Ce dernier note qu’alors qu’une consultation médicale dure en moyenne 12 minutes en France, un entretien avec un naturopathe prend en moyenne une heure et demie. « Cette écoute, les médecins ne peuvent pas l’apporter », dit-il.

QUELLE EFFICACITÉ ?

Quand on lui fait remarquer que plusieurs études ont démontré l’inefficacité de certaines médecines douces ou, au mieux, leur effet placébo, M. Magny répond que seulement 0,4 % des recherches médicales portent sur les médecines parallèles. « Si la science doit trancher, faisons plus de recherche sur les médecines alternatives. Mais est-ce qu’on va attendre ça pour soulager des gens ? », demande-t-il. M. Magny explique que durant sa jeunesse, sa mère lui donnait du bouillon de poulet quand il était grippé. 

« Ça a pris des années avant qu’une étude scientifique soit menée et vienne prouver les effets du bouillon de poulet. On ne peut pas mettre de côté un traitement qui fonctionne. Surtout si ça améliore le bien-être des gens. »

— Jean-Claude Magny, fondateur de l’École d’enseignement supérieur de naturopathie du Québec

M. Kiefer ajoute que de plus en plus de validations cliniques sont faites sur des produits de santé naturels. « Il faut juste prendre le temps de regarder ces études avec sérieux, dit-il.
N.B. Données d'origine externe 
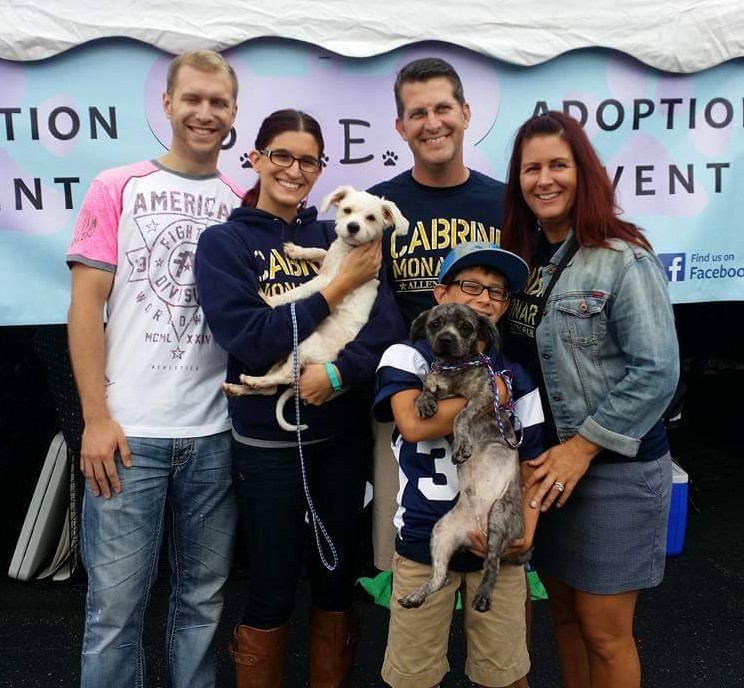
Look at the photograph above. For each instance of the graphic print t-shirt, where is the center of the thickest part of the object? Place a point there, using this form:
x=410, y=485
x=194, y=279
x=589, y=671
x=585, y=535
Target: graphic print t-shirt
x=163, y=367
x=440, y=219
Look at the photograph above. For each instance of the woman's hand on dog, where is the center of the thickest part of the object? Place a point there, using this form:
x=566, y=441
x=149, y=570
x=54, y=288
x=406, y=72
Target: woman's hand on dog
x=315, y=385
x=563, y=464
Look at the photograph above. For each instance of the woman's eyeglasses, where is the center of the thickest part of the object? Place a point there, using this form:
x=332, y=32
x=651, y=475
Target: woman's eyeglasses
x=476, y=289
x=282, y=158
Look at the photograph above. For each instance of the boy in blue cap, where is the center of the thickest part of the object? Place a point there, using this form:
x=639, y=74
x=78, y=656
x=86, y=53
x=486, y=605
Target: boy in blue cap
x=482, y=276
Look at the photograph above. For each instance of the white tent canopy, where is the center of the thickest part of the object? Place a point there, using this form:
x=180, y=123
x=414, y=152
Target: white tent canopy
x=671, y=35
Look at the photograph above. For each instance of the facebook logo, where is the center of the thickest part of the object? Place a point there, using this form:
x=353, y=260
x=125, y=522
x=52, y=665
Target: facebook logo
x=674, y=265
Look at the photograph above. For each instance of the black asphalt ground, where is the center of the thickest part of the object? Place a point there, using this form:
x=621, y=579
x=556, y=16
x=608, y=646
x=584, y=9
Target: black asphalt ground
x=690, y=630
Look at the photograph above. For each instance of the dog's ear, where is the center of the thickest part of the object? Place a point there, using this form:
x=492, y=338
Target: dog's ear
x=488, y=333
x=418, y=326
x=394, y=217
x=336, y=196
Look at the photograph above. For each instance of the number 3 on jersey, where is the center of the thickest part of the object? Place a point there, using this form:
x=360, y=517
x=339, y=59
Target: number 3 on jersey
x=443, y=484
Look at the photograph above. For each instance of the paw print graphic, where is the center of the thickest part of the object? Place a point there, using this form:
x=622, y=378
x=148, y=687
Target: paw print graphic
x=390, y=159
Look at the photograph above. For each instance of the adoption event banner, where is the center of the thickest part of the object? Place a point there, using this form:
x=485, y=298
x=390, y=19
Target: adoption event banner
x=671, y=143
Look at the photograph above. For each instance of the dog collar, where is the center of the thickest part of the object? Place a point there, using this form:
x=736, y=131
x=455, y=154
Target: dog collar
x=483, y=361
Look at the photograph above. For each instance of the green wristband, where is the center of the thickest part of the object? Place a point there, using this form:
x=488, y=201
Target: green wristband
x=331, y=370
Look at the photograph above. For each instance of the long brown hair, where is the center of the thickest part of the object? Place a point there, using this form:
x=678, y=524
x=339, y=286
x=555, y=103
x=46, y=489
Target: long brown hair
x=594, y=217
x=275, y=124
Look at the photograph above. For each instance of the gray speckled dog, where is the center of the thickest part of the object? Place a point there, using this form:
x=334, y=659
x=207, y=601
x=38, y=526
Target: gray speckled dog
x=487, y=467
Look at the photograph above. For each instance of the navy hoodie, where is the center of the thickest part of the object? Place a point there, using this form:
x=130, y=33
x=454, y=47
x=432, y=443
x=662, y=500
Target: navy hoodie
x=243, y=256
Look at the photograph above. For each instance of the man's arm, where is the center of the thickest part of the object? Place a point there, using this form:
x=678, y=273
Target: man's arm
x=102, y=435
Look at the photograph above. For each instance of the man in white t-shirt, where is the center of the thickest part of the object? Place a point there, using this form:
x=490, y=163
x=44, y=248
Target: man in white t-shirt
x=156, y=427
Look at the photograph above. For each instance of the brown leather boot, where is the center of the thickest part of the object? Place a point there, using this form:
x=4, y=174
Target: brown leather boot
x=258, y=656
x=333, y=640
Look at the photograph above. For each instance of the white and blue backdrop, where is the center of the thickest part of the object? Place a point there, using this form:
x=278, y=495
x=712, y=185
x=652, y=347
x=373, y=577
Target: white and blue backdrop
x=662, y=99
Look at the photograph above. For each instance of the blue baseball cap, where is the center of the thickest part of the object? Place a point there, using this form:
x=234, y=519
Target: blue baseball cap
x=482, y=254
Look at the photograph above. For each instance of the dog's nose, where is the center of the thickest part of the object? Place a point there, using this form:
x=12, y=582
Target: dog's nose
x=445, y=340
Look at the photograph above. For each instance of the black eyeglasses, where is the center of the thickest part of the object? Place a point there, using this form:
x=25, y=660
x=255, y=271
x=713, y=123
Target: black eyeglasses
x=282, y=158
x=476, y=289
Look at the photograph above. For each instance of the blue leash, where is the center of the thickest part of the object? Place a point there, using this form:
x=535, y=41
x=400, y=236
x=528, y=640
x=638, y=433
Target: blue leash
x=318, y=528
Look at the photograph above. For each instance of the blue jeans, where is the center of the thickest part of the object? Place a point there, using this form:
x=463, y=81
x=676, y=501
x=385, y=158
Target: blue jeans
x=121, y=541
x=271, y=504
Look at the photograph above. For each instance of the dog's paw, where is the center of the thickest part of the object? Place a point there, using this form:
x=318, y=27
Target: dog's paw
x=233, y=391
x=426, y=405
x=521, y=559
x=481, y=602
x=290, y=249
x=411, y=601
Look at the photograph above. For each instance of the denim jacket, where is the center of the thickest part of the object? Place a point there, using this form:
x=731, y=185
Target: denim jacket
x=607, y=345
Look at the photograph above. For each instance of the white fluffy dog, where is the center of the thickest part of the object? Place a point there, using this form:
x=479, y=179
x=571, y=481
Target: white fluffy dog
x=360, y=218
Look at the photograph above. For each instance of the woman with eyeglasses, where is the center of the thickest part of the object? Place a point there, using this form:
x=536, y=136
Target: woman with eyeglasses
x=595, y=325
x=238, y=262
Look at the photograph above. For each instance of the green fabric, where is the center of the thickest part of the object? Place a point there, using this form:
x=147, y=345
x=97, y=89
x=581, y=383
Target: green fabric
x=537, y=589
x=380, y=588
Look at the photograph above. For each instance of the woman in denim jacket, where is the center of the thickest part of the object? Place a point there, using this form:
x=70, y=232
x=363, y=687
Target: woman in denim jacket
x=604, y=348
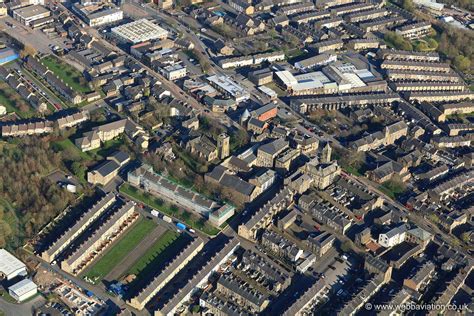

Mais de toute façon, pour nous, il n’est pas si intéressant de prouver l’efficacité d’une plante en particulier. On s’intéresse à l’art de vivre. Et c’est dur à évaluer par des études. »

Quand on lui parle des scandales qui font occasionnellement les manchettes, comme le cas de ce couple de parents albertains qui a vu son fils mourir d’une méningite après l’avoir soigné avec des produits naturels, M. Magny affirme qu’alors que les médicaments tuent des milliers de gens chaque année sans faire de bruit, les scandales liés au milieu des produits naturels sont « anecdotiques », mais font énormément jaser.

Sans prendre ces tragédies à la légère, M. Magny estime qu’elles sont la preuve que « retarder la bonne médication peut être dangereux ». « C’est pourquoi nous devrions avoir un ordre pour encadrer notre pratique et pour protéger le public », dit M. Magny, citant en exemple l’Ontario, qui possède un ordre des homéopathes et des naturopathes.

Pour M. Magny, il est clair que deux visions de la médecine s’affrontent quand on parle de médecines classique et alternative. Mais pour lui, un rapprochement est possible. M. Kiefer ajoute que chez les « décideurs », il y a une tendance à faire un amalgame entre les naturopathes et les charlatans. « Mais ce n’est pas le cas. Il faut apprendre à se connaître plus », plaide-t-il.